Our privilege of prayer is from God, and it is as much ours now as when it was given to Israel (Deuteronomy 4:7). Yet, when we pray or speak to the One in heaven, there are times when He seems not to answer. In one sense, God answers every prayer with a “yes,” a “no,” or a “wait.” In every case, though, Scripture suggests that our prayers are being dealt with. The Lord Jesus is tender and loving; He loves our communing with God the Father, for He, Himself, is our representative (Hebrews 4:15).
A primary reason why prayer is unanswered is unconfessed sin. God cannot be mocked or deceived, and He who sits enthroned above knows us intimately, down to our every thought (Psalm 139:1-4). If we are not walking in the Way or we harbor enmity in our hearts toward our brother or we ask for things with the wrong motives (such as from selfish desires), then we can expect God not to answer our prayer because He does not hear (2 Chronicles 7:14; Psalm 66:18; James 4:3). Sin is the “stopper” to all the potential blessings that we would receive from the infinite “bottle” of God’s mercy! Indeed, there are times when our prayers are heinous in the Lord’s sight, most notably when we clearly do not belong to the Lord either because of unbelief (Proverbs 15:8) or because we are practicing hypocrisy (Mark 12:40).
Another reason why prayer seems to go unanswered is that the Lord is drawing out of our faith a deeper reliance and trust in Him, which should bring out of us a deeper sense of gratitude, love and humility.

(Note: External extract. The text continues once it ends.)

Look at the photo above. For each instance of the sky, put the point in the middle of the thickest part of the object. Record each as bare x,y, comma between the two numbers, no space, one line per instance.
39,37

In turn, this causes us to benefit spiritually, for He gives grace to the humble (James 4:6; Proverbs 3:34). Oh, how one feels for that poor Canaanite woman, who cried out incessantly to our Lord for mercy when He was visiting the region of Tyre and Sidon (Matthew 15:21-28)! She was hardly the person a Jewish rabbi would pay attention to. She was not a Jew and she was a woman, two reasons that Jews ignored her. The Lord doesn’t seem to answer her petitions, but He knew all about her situation. He may not have answered her stated needs immediately, but still He heard and granted her request.
God may often seem silent to us, but He never sends us away empty-handed. Even if prayer has not been answered, we must rely upon God to do so in His own time. Even the exercise of prayer is a blessing to us; it is because of our faith that we are stirred to persist in prayer. It is faith that pleases God (Hebrews 11:6), and if our prayer life is wanting, does that not reflect our spiritual standing also? God hears our impoverished cries for mercy, and His silence inflames us with a sense of persistence in prayer. He loves us to reason with Him. Let us hunger for the things that are after God’s heart and let us walk in His ways and not our own. If we are faithful to pray without ceasing, then we are living in the will of God, and that can never be wrong (1 Thessalonians 5:17-18).